The technology under study will allow artists, sculptors, archaeologists, and researchers to view, analyze, and even reproduce artifacts digitally. As an initial demonstration sculptures made out of clay were digitized using an optical scanner and digital models created. The models thus created can form archives, which could be manipulated at any time to view, edit or fabricate. Scanning of Large Monuments and recreating them digitally is to be taken up.
Point clouds capturing using digital optical scanner and processing of point clouds, surface modeling and solid modeling with high end application software. Deploying reverse engineering and rapid prototyping technology, digital library and prototype are established. The database thus created can be used in future modification work or replication work as needed.
Research for development of cheap and affordable sculpting tool using rapid prototyping and Rapid Tooling methods.
Case Study - Digitizing a Hanuman Idol
India boasts of a very deep rooted culture and is bestowed with many instances of human creation from various ages in the form of temple monuments and other artifacts. Though these forms of art have survived the test of time, many have been destroyed because of human evil in the form of war and terrorism. One feels that theses forms of art should be saved at least in the form of digital instance. This case study is a direct outcome of this zeal of ours.
A digitizing exercise of a Hanuman idol carved from rock slab was taken up. The choice of the subject was of interest to us since we were evaluating optical scanners in digitizing sculptures made of rock. Optical scanners have a high rate of digitizing and are non-contact and these are the essential advantages of using them for scanning large stone monuments. Figure 1 shows the idol chosen for scanning.
Figure 1: A Hanuman Idol
The idol's gross dimensions are ~ 1.25 ft x 2.5 ft x 0.5 ft. The time taken to scan the idol was approximately half an hour. The point cloud was then sampled based on curvature to ~ 1,30,000 points. The time taken to process the data was 25 minutes on a P-III 1GB RAM UNIX Workstation. The critical issue here is the requirement of computers with high-speed processing and large memory for real-time handling of huge point cloud data. The optical scanner provides features for setting scan density according to size of the object and intricacy of features. The point cloud and the STL file of the Hanuman idol is shown in figure 2.
Figure 2: Original Idol, Point Cloud and the STL created from it.
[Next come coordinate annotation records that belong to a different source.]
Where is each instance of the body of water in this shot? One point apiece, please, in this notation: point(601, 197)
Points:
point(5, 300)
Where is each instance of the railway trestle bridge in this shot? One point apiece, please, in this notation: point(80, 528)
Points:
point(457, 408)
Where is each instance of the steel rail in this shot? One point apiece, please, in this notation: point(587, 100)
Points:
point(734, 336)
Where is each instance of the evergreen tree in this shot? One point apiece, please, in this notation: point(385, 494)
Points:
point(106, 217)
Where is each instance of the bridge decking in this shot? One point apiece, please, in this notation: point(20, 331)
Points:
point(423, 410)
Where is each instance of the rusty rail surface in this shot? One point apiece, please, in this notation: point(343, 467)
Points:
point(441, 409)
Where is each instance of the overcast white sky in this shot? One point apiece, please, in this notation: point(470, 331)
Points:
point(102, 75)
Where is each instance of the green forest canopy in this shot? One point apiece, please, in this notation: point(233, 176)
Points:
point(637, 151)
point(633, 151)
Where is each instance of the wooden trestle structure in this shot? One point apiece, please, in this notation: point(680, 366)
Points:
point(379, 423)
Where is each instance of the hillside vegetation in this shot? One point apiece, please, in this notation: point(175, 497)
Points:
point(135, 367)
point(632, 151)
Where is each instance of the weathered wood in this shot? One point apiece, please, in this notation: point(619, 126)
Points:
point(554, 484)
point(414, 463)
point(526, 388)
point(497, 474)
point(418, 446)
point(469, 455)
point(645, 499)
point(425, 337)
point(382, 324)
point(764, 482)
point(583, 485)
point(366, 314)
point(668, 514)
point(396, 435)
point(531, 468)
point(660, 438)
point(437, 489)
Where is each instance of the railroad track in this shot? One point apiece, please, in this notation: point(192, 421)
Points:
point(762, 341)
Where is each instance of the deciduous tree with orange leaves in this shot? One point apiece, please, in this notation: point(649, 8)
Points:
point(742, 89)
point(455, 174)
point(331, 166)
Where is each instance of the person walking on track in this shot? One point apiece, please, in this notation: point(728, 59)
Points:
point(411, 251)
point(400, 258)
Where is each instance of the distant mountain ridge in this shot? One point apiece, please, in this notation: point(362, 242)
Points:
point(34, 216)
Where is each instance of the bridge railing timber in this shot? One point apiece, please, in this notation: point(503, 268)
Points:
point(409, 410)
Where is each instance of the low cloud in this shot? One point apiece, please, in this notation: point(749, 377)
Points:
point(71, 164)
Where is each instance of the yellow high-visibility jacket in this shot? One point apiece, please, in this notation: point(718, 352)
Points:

The virtual cloud model now forms an indestructible medium of preservation. An instance of this model can be fabricated at any point of time. Other examples of point clouds are given in Figure 3.
Figure 3: Point-Cloud Examples
For digitizing 3D objects, Faro Arm and ATOS II scanner are used at the CAD lab. The Faro Arm is a counter-balanced, temperature compensated, six degree of freedom measurement arm. It is constructed of anodized, aircraft aluminum with precision bearings. Proprietary, hybrid analog/digital transducers at each of six joints combine to provide complete point position (XYZ) and orientation (IJK).
Another scanner, an ATOS II Optical digital scanner is also available at the lab. It is a non-contact scanner and gives very high precision readings.
Figure 4: Faro Arm and ATOS II Scanner
The main Rapid Prototyping (RP) source at IIT Kanpur is a Fused Deposition Modeling (FDM) RP system at Computer Aided Design Lab (CAD Lab), a central facility of the institution. The system is Stratasys FDM 1650, equipped for prototyping with ABS plastic. It can build models of size upto 254*254*254 mm (10*10*10 inch).
Another RP machine in the lab is a Solid Ground Curing (SGC) system. The system is Cubital Solider 5600 and is an industry class machine. For data acquisition for RE at CAD Lab, a Silver Series FARO arm is used. Vacuum casting system, Epoxy Tooling, Arc Spray Gun and Low Melting Alloy Furnace all from HEK are the Rapid Tooling (RT) facilities available at the CAD Lab. The main computing facilities at CAD Lab are two Silicon Graphics Workstations on IRIX platform, several PCs with 512MB RAM and 40GB local disks.
Figure 5: StrataSys FDM and Cubital Solider SGC
Almost all CAD systems are capable of exporting part models in the .STL format. Different fabrication methods exist for RP but nearly all (including FDM) use the same geometry input format called STL (Stereo Lithography), which consists of a list of triangular facet data. The STL format has advantages due to its simple structure and ease of use and availability of robust computational algorithms. I-DEAS Master Series, CATIA and AutoCAD (solid modeling), Surfacer, RE Software in the CAD Lab are capable of exporting the data in the specified format. The data in the STL format is converted to machine language for FDM using Quick-Slice and for SGC using Data Front End.